The problem in reproducing the results of image captioning
chenwq95 opened this issue · 5 comments
Hi,
Thank you for your great work.
I'm trying to reproduce the results of image captioning by following steps:
- Download Karpathy splits of COCO, and run the code of "scripts/prepro_labels.py" to prepare the data.
- Download the Bottom-up and VC features with your link.
- Train the model with the cross entropy loss:
"python train.py --id topdown --caption_model topdown --input_json data/cocotalk.json --input_label_h5 data/cocotalk_label.h5 --input_att_dir_vc [the/path/to/VC_Feature/trainval] --input_att_dir [the/path/to/Updown_Feature] --batch_size 50 --learning_rate 3e-4 --checkpoint_path log_topdown --save_checkpoint_every 2200 --val_images_use 5000 --rnn_size 2048 --input_encoding_size 1024 --max_epochs 30 --language_eval 1"
- Evaluate the model with the code:
python eval.py --model log_topdown/model-best.pth --infos_path log_topdown/infos_topdown-best.pkl --dump_images 0 --num_images -1 --language_eval 1 --beam_size 2 --batch_size 50 --split test
- The results are:
{'Bleu_1': 0.7625701835246635, 'Bleu_2': 0.6021042790224688, 'Bleu_3': 0.46398074453035226, 'Bleu_4': 0.35592428819070027, 'METEOR': 0.27917788348120276, 'ROUGE_L': 0.566515050577319, 'CIDEr': 1.136820918673527, 'bad_count_rate': 0.0014}
which are much lower than the reported.
So, my question is that are there any important settings when reproducing the reported results?
My bad. It seems that self-critical training is important. I'm running the code with CIDEr-D Score Optimization, and will report my running results later.
Hi, sorry for the delayed reply. Yeah, we follow the previous methods with self-critical training.
I haven't tried the CIDEr-D optimization actually, but your results is too lower as you said. For the reference, you can just check the original up-down model's performance. Using VC feature can definitely get better performance in both two periods (supervised and self-critical) .
To reproduce our results, it may be better to run the code follow the default flow firstly.

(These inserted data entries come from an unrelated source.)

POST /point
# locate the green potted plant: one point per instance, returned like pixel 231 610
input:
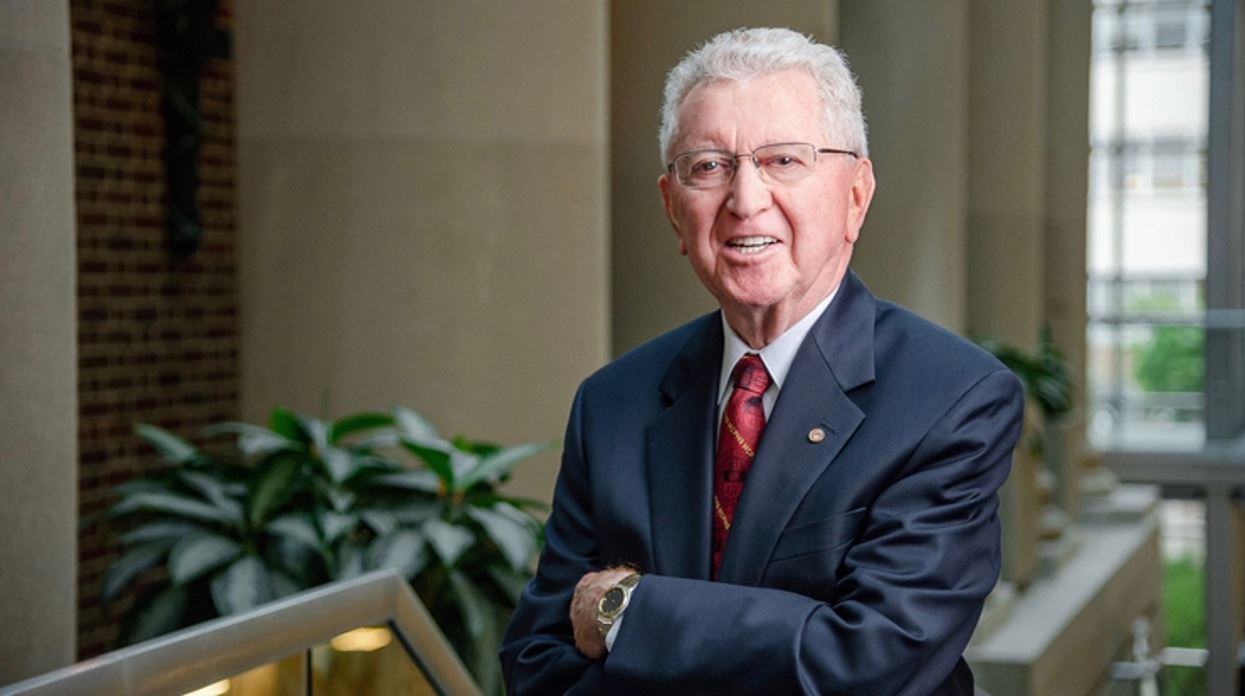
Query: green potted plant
pixel 304 502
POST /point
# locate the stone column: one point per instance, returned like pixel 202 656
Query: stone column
pixel 911 60
pixel 423 212
pixel 1006 218
pixel 1067 153
pixel 37 341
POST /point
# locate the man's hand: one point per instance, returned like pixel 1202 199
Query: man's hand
pixel 583 609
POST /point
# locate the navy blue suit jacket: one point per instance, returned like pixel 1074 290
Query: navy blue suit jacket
pixel 854 565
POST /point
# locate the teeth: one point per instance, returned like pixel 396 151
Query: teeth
pixel 752 244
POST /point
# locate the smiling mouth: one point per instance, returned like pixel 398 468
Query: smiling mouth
pixel 751 244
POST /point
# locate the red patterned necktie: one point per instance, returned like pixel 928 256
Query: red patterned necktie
pixel 742 423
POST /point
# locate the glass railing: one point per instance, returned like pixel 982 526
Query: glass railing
pixel 367 635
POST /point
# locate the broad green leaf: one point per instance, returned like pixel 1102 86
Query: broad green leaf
pixel 172 503
pixel 450 542
pixel 499 463
pixel 275 483
pixel 382 522
pixel 159 531
pixel 194 555
pixel 128 567
pixel 418 511
pixel 511 531
pixel 462 463
pixel 255 441
pixel 405 552
pixel 296 527
pixel 413 479
pixel 173 448
pixel 162 614
pixel 283 585
pixel 384 438
pixel 339 463
pixel 301 560
pixel 436 460
pixel 244 585
pixel 509 582
pixel 350 562
pixel 415 426
pixel 288 425
pixel 336 524
pixel 359 422
pixel 214 491
pixel 341 499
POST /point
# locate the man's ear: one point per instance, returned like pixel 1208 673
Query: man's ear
pixel 664 186
pixel 859 197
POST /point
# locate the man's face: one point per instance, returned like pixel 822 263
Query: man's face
pixel 766 249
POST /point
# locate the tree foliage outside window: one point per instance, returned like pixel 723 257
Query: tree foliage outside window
pixel 1173 361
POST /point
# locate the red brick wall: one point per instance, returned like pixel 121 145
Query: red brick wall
pixel 157 335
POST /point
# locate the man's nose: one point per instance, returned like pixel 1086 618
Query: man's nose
pixel 748 194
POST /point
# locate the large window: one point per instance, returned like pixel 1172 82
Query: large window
pixel 1149 87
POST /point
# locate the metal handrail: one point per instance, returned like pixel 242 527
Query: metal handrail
pixel 191 658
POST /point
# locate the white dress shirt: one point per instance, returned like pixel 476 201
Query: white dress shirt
pixel 777 357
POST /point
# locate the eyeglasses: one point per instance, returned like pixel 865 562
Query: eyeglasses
pixel 777 163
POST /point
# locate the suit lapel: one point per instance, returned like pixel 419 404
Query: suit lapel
pixel 680 456
pixel 834 359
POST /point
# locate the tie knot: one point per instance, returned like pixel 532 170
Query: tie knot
pixel 751 375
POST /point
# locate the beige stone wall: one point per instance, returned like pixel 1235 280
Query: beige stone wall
pixel 911 62
pixel 37 355
pixel 423 211
pixel 653 288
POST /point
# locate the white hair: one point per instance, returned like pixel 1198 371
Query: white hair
pixel 743 54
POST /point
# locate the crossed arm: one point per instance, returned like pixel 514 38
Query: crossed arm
pixel 895 620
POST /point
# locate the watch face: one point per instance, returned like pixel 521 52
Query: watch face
pixel 613 600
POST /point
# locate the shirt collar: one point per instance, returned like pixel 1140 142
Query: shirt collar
pixel 777 356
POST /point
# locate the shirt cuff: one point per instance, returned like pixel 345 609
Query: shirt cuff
pixel 610 635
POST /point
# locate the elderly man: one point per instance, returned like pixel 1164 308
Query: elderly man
pixel 797 493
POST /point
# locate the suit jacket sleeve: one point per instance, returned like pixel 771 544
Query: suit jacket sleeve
pixel 903 605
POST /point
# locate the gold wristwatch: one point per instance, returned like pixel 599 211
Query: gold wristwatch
pixel 614 601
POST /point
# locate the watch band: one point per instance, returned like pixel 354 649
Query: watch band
pixel 614 603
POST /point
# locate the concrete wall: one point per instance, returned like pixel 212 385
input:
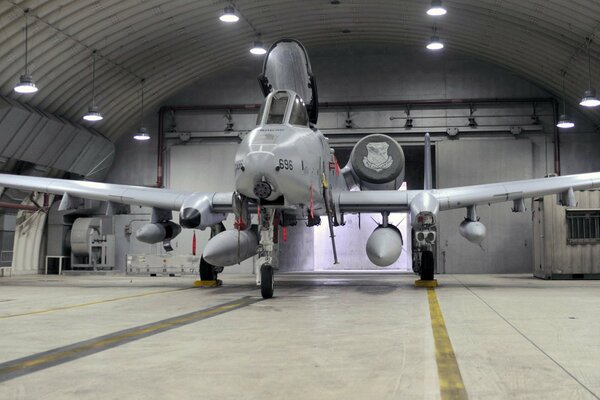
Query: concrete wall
pixel 361 73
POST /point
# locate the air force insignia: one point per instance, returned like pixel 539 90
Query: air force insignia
pixel 377 158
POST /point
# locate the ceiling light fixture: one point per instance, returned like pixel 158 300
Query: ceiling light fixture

If you have any other problems, pls feel free to contact me.
Best
Tan
Finally, I got the results after self-critical training:
{'Bleu_1': 0.8092960250603055, 'Bleu_2': 0.6543049978813428, 'Bleu_3': 0.5084688113516954, 'Bleu_4': 0.38850210505433325, 'METEOR': 0.2887807245138986, 'ROUGE_L': 0.5896889033565031, 'CIDEr': 1.2924082453621994, 'bad_count_rate': 0.0004}
after running the code:
python train.py --id topdown --caption_model topdown --input_json data/cocotalk.json --input_label_h5 data/cocotalk_label.h5 --input_att_dir_vc ../../../Seq2Seq_Transformer/data/mscoco_vc_features/vc_coco_trainval_2014 --input_att_dir ../../../Seq2Seq_Transformer/data/mscoco_bottom_up_features_version2 --batch_size 50 --learning_rate 3e-4 --checkpoint_path log_topdown_lr_3 --save_checkpoint_every 2200 --val_images_use 5000 --max_epochs 80 --rnn_size 2048 --input_encoding_size 1024 --self_critical_after 30 --language_eval 1 --learning_rate_decay_start 0 --scheduled_sampling_start 0 >log_train_mix.out
Hi, thanks for your experiment and feedback.
Firstly I have checked my results again and the final CIDEr score on Karpathy test split is indeed about 130.5 and the best epoch is 77. The best val score is about 128.4.
So I am trying to find that if something goes wrong?
Do you run the test command to get the results on test split? And do you totally follow the command in repo?
Hi. Sincerely thanks for your time and detailed reply.
Yes. I followed the command in the downstream page, and tested the model by running the code:
python eval.py --model log_topdown/model-best.pth --infos_path log_topdown/infos_topdown-best.pkl --dump_images 0 --num_images -1 --language_eval 1 --beam_size 2 --batch_size 50 --split test
Is it possible that the config --self_critical_after 30
need to be larger? Because training 30 epochs with cross-entropy loss does not yield considerable results, and may affect the second training stage.